About Paige-Elizabeth
I Am Paige-Elizabeth Harris I'm 37 years old. I am a Disabled Transgendered Bisexual Female.
I was Born Paul Harris in Warren, a suburb of Detroit, MI. For as long as I can remember I have felt I was female and in the wrong body. Being a child of the 80's & being raised by my Grandparents, my Feelings/Desires to be a "Little" girl were not accepted or nurtured. I learned from early on to hide my true nature. As a Teen I was totally Confused to where I Fit Into society, & what I was. I wanted to Act like a "Little" girl, So was I Gay? But i wasn't only attracted to females. took me til my Early 20's to know who/what I was... A Trans Bisexual Female. But I Still didn't have the courage to come out & Openly be Me.
When I was 24 I met a woman online on a dating site. It was a whirlwind romance, in 2 months we were engaged. I Felt I needed to tell her I felt like a woman inside. So I told her & she didn't want to Marry a woman. I needed to decided if I wanted Her or to be a woman, 1 or the other not both. I decided to Choose her, I Didn't feel I could be alone. We were Married in 2004. We Moved to MN in 2005. The 1st five years were good, in 2009 we started drifting apart. ThHen she totally changed into someone I didnt know anymore. In 2010 I ended up in Hospital & was placed on a Ventilator, which I'm still on. In 2013 I caught her cheating on me then we Divorced.
At that point I Decided I was tired of living for others & being what ohers wanted. In May of 2013 I decided to "Come Out". I Just started by telling famly & friends that I was Transgender & a Little, This is me take me as I am.
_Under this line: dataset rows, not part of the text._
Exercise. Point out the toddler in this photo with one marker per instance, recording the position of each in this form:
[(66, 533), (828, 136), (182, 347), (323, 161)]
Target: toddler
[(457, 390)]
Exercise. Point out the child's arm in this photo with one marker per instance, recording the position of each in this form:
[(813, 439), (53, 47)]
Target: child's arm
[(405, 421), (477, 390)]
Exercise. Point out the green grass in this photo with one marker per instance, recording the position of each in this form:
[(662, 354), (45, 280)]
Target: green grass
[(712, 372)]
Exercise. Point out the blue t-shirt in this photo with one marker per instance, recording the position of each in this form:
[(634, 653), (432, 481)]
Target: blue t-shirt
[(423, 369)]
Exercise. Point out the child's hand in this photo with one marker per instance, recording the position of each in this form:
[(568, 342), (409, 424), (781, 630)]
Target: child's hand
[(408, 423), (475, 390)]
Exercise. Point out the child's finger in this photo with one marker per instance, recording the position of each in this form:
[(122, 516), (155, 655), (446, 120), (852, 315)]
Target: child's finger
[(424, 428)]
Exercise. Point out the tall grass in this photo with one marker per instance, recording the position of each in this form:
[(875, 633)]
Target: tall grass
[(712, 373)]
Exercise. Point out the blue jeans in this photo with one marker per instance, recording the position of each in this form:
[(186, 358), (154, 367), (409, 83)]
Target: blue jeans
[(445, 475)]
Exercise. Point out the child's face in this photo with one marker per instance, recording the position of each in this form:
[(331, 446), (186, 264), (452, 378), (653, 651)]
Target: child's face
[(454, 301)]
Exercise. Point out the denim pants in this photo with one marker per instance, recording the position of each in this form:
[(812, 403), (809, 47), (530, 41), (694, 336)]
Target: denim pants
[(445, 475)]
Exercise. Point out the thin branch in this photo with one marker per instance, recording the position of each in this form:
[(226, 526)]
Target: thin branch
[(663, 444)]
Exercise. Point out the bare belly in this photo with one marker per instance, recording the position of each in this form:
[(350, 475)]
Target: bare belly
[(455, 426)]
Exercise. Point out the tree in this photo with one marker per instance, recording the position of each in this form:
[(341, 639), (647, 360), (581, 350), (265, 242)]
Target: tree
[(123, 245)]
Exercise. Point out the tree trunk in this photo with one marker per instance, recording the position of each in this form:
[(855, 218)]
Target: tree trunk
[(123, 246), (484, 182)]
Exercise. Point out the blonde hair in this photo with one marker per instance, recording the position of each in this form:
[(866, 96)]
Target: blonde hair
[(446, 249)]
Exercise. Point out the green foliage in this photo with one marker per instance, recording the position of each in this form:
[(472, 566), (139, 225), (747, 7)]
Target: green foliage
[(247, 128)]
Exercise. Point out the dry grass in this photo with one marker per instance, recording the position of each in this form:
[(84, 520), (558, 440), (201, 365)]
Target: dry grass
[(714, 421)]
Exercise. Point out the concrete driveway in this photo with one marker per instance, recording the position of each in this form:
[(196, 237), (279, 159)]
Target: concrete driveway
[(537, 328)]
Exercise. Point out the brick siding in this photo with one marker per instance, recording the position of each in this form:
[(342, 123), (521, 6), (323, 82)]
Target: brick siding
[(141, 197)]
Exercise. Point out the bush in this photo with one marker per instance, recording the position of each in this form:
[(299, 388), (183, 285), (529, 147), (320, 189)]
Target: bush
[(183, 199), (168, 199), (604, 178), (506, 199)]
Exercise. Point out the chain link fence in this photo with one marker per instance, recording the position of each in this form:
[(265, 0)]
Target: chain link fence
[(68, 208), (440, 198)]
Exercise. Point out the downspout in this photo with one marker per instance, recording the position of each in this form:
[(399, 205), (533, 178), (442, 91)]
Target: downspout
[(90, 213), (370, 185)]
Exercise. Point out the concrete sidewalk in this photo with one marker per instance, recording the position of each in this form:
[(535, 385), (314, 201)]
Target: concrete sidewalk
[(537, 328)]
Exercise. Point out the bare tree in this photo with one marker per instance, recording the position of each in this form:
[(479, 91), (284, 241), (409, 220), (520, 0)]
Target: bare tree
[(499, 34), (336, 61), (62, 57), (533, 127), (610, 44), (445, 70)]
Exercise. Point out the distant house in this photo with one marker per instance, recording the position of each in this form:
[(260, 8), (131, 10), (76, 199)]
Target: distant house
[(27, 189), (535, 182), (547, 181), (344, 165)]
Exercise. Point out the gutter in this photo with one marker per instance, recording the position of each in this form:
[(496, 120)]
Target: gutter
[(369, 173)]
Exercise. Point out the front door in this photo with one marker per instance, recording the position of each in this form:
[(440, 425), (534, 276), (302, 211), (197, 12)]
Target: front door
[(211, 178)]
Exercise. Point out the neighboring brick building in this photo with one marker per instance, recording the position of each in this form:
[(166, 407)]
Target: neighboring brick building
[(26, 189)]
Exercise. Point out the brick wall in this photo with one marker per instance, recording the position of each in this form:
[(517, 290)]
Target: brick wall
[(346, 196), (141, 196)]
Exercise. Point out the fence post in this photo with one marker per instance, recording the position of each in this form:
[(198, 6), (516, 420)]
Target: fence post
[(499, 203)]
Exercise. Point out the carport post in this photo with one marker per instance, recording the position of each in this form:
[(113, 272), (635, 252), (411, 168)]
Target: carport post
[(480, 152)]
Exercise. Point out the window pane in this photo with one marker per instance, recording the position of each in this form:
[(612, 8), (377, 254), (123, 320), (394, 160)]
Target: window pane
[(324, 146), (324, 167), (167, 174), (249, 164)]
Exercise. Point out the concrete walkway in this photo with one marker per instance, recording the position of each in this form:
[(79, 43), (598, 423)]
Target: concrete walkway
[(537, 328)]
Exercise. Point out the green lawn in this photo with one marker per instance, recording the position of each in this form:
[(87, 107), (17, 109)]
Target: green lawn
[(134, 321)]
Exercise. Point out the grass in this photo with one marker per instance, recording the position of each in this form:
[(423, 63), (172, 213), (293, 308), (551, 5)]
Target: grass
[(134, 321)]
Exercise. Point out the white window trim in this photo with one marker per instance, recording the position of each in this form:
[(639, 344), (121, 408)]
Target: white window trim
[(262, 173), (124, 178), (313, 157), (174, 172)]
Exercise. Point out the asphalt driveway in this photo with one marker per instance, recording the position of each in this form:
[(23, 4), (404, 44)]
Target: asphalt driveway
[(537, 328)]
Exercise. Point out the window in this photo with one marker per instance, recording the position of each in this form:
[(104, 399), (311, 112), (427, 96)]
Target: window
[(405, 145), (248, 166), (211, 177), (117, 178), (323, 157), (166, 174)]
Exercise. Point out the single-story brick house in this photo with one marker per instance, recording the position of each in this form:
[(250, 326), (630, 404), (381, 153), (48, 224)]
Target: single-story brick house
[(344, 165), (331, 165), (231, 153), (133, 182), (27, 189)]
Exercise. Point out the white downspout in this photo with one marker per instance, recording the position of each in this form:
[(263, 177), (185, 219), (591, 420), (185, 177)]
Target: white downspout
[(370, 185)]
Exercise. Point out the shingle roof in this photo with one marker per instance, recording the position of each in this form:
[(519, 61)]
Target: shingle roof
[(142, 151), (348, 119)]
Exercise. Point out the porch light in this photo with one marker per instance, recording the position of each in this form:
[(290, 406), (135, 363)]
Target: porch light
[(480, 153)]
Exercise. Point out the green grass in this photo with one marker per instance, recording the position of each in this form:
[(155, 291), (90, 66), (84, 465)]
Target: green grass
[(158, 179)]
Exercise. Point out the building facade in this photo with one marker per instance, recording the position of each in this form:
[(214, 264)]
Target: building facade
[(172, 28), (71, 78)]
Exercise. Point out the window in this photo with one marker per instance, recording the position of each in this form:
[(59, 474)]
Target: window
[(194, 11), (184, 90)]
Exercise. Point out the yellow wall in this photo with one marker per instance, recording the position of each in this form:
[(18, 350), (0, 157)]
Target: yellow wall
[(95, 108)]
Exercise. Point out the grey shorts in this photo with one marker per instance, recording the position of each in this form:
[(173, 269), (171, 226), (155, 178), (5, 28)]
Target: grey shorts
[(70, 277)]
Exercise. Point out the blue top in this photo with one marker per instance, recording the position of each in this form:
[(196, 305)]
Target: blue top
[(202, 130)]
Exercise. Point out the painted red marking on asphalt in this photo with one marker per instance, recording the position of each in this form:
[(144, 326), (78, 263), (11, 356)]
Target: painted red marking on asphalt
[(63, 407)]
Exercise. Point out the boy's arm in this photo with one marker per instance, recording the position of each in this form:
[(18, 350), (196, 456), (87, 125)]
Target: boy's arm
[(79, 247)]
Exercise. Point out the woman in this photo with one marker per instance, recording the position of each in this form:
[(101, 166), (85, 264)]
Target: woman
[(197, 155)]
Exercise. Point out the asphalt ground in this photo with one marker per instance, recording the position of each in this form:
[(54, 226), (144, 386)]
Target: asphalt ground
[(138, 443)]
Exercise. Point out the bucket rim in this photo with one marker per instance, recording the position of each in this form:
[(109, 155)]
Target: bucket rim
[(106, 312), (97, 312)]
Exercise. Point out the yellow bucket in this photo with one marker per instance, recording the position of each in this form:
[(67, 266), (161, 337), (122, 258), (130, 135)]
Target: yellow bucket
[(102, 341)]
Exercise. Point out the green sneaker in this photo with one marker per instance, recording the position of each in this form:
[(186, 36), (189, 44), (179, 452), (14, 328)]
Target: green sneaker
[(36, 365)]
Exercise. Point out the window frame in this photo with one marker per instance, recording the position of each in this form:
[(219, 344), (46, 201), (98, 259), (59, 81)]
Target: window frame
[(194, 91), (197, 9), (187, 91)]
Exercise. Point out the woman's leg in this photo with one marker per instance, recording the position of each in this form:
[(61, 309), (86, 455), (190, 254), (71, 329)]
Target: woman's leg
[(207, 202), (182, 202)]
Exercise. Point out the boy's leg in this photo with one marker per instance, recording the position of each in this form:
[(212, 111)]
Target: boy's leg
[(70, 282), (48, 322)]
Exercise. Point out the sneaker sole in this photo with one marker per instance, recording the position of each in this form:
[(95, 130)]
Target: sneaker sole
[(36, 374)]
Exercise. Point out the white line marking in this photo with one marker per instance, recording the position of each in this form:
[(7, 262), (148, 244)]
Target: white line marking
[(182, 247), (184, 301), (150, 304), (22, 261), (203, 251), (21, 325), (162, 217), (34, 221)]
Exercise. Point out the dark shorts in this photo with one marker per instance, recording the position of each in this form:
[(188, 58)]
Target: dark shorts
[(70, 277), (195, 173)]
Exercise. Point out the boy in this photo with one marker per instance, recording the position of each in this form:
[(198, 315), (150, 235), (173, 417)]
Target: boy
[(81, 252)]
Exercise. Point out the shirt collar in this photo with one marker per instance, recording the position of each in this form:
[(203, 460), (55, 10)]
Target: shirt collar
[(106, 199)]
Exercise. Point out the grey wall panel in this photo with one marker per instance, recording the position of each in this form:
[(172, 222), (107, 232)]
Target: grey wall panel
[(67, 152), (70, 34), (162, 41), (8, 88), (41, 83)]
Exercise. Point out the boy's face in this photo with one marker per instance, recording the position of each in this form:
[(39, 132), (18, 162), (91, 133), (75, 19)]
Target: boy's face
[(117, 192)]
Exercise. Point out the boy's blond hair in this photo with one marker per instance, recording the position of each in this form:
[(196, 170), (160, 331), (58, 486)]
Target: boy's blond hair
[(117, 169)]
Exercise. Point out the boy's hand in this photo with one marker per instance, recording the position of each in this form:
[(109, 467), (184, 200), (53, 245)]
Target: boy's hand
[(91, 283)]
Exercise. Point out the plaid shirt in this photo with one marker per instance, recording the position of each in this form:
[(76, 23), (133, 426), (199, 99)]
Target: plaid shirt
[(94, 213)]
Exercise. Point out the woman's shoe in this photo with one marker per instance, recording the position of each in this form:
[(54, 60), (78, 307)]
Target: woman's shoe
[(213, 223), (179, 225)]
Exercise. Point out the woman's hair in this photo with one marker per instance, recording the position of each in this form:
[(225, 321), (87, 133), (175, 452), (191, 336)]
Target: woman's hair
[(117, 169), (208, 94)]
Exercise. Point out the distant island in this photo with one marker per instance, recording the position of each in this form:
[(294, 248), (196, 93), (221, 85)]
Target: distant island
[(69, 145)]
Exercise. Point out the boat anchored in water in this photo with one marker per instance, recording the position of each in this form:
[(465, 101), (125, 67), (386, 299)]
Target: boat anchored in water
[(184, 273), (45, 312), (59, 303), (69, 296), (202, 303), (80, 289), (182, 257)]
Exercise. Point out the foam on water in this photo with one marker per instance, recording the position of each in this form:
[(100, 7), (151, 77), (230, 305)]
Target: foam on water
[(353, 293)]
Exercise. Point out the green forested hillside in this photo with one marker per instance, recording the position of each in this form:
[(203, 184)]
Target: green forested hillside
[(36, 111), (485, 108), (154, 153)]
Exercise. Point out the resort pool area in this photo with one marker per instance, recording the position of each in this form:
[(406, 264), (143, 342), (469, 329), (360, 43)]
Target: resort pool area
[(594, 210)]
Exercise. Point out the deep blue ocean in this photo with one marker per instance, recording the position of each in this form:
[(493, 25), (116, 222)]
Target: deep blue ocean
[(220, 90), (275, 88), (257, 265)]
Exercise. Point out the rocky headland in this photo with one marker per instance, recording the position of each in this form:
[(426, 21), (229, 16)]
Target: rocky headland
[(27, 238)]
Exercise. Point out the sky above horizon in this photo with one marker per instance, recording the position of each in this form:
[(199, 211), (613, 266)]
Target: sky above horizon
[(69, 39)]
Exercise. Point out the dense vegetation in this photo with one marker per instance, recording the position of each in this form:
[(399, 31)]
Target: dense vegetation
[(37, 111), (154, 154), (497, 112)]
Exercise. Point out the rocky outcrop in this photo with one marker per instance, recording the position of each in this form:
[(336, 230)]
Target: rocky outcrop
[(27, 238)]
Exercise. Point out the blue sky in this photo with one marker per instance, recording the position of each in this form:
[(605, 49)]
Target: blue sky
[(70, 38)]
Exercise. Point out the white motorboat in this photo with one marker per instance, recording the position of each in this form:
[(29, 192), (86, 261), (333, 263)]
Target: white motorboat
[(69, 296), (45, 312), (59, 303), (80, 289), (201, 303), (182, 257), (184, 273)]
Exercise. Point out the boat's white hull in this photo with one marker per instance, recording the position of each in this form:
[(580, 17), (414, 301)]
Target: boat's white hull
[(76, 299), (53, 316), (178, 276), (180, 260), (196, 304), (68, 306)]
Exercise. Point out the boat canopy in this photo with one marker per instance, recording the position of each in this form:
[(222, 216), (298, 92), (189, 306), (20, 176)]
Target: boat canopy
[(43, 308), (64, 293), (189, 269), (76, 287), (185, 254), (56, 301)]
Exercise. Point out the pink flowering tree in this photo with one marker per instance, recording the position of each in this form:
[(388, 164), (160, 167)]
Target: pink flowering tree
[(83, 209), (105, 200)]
Thankfully 90% of everyone I Knew accepted me. The Hardest part of coming out for me was just the Fear, Stress, & Worry about if anyone would accept me or not, If I'd end up all Alone. The best thing About coming out was how much Relief I felt, also my self confidence went from like 10% to 80%. I'm way more out going, I Speak my mind more. I'm not scared to talk to people I don't know. The one thing that touched me/meant the Most was when my older Sister started using my female name, I almost cried. My Only Advice to anyone would be, Be True to yourself & who you know are, Don't worry about what others think. Don't be like me and take 30+ years to figure that out. Well this is me Paige-Elizabeth Harris Transgender Bisexual Female!!